I have to show that the function $f:(-1,1)\to \mathbb{R}$
$$f(x)=\frac{x}{x^2-1}$$
is bijective. I have shown that it is injective which is pretty simple. I'll write it out here for future reference.
To show that $f$ is injective, let $x_1,x_2\in(-1,1)$. Assume that $f(x_1)=f(x_2)$. Then
$$\frac{x_1}{x_1^2-1}=\frac{x_2}{x_2^2-1}$$
Multiplying both sides by $(x_1^2-1)(x_2^2-1)$ which we know can't be $0$. On simplifying the equation further, we get
$$(x_1x_2+1)(x_2-x_1)=0$$
This means either $x_2x_1=-1$ or $x_2=x_1$. It isn't possible that $x_2x_1=-1$ because if it were true then $x_2=\cfrac{-1}{x_1}$ and for all the value of $x_1$ in the domain, $x_2$ will go out of the domain. Thus, it must be that $x_2=x_1$. This concludes the injectivity part.

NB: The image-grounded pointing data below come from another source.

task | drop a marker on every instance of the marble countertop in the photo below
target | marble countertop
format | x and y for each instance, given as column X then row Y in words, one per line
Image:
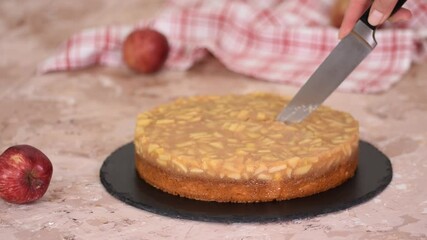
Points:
column 79, row 118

What I am confused about is the surjectivity part. I know that you usually invert the function and then show that for any value $y$ in the codomain, there exists a value $x$ in the domain of the function such that $f(x)=y$. I can't seem to invert this function appropriately. Any hints?
Best Answer
First notice that $$x=0\iff y=0.$$
Then for $|x|<1\land x\ne0$, $$y=\frac x{x^2-1}\iff yx^2-x-y=0.$$
The discriminant is strictly positive so that there are two distinct real roots. And by Vieta, their product is $-1$, so that one lies in $(-1,1)$ and the other not. Hence the function is invertible.